Secondly, it requires a disregard for the context to understand “complete” to mean “without any further divine aid.” As the previous verses mention, it is important to “continue in the things which you have learned” (v. 14) and are aware of because of “the Holy Scriptures which are able to make you wise for salvation” (v. 15). Verse 16 teaches the areas in which we are “complete.” These include 1) Doctrine, 2) Reproof, 3) Correction, and 4) Instruction in righteousness. It is completeness in teaching and not in blessings, fruit, wisdom, providence, strengthening or other aspects of God’s bestowals upon his people that we are complete. It is completeness for the purpose of being made “wise for salvation” and not for the purpose of gaining every benefit of being in Christ.
One must qualify exactly what “complete” and “thoroughly furnished” means when applying the proper teaching of 2 Timothy 3:17. Then one may properly qualify what is meant by the teaching that the Scriptures are “all-sufficient for the Christian.”
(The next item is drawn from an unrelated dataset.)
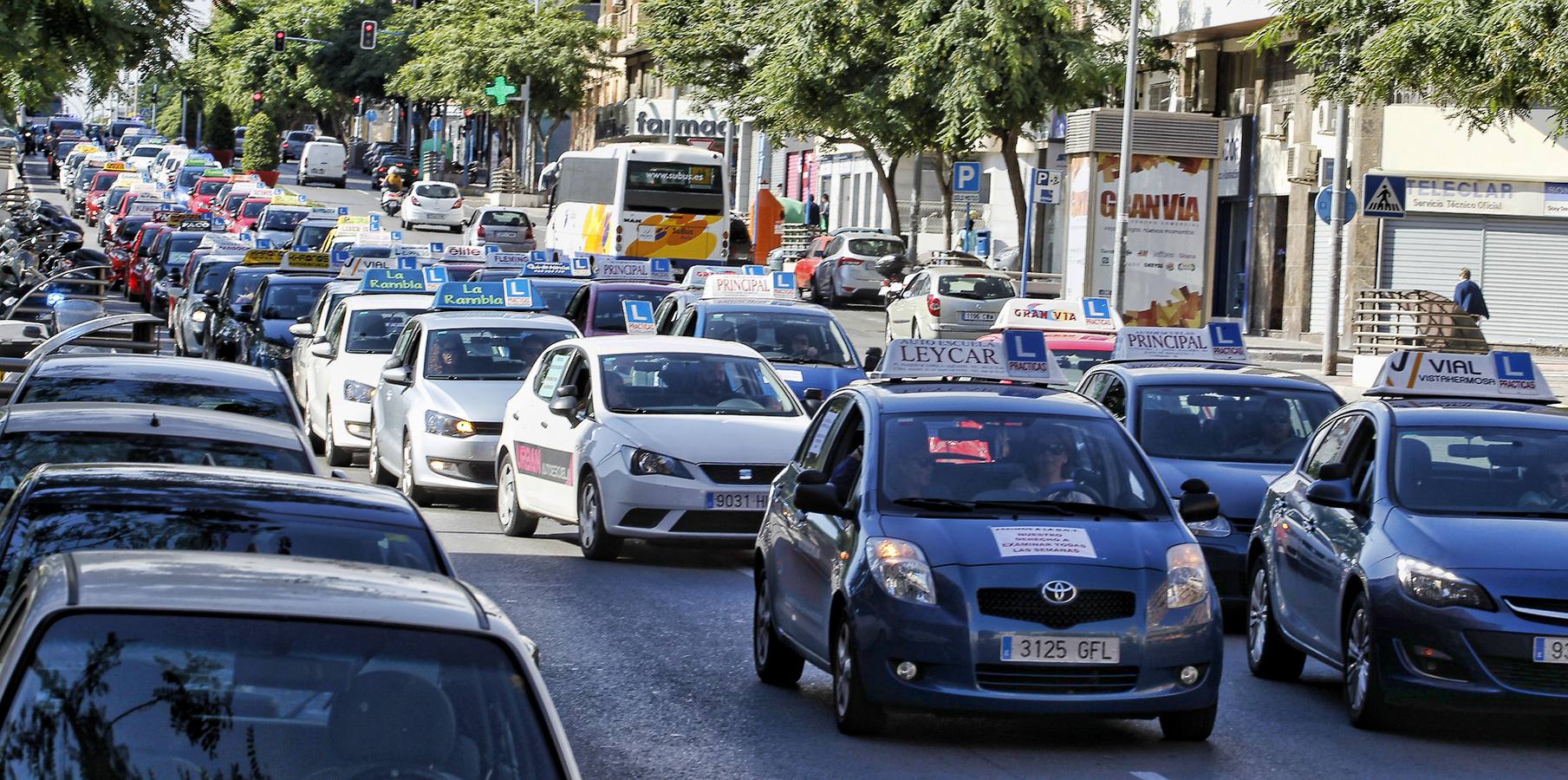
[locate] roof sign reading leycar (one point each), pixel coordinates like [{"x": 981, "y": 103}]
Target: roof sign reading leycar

The all-sufficiency of the word is not surrendered or compromised when one recognizes God’s direct activity in the life of the Christian. This is plainly seen in view of the doctrinal stand of so many faithful preachers. As a firm believer in direct Spirit help, this author does not claim that the Holy Spirit teaches anything directly or supplies any new doctrine. However, all faithful preachers should be able to say the following: “He does enlighten my mind to his truths as I exert myself to learn his teaching (Eph 1:18; Psa 119: 18). He does direct me to keep his teaching (Psalm 119:5). He does bring to my mind a ready recollection of what I have studied as I declare his teaching (Eph 6:19). He does strengthen me when I preach, to do so effectively, in a way above that which I can ask or think (Eph 3:16, 20).” God continues to move his people to accomplish his will in them and through them. This guidance is non-informational in nature and, therefore, it does not violate the sacred principles of 2 Timothy 3:16-17.
The fact that no one among the conservative hermeneutic is teaching a direct, Spirit-led instruction should be sufficient to preserve unity among those who disagree. The “sugar stick” argument is false and the line of reasoning used does not follow from its proof text. Therefore, unity must rightfully be preserved.
Clearly, the conflict is about what is scripturally true and false and one must never disregard the purity of Bible teaching for the sake of false unity. However, the response to the gospel message and obedience to the teaching of Christ is identical for brethren of both views. Therefore, the urgency to expel from fellowship one who disagrees on this subject is inappropriate and sinful. The rigid campaign against those who disagree with the “word only” view in churches of Christ must end. History and Biblical precept reveal the foolishness of the recent tirades against modern heralds of righteousness. Let us not forget our heritage in unity and love for the brethren as we continue to study and grow together in the knowledge of this very important Bible teaching. I close this sequence of thoughts with the noble words of Ephesians 4:1–3:
“I, therefore, the prisoner of the Lord, beseech you to walk worthy of the calling with which you were called, with all lowliness and gentleness, with longsuffering, bearing with one another in love, endeavoring to keep the unity of the Spirit in the bond of peace.”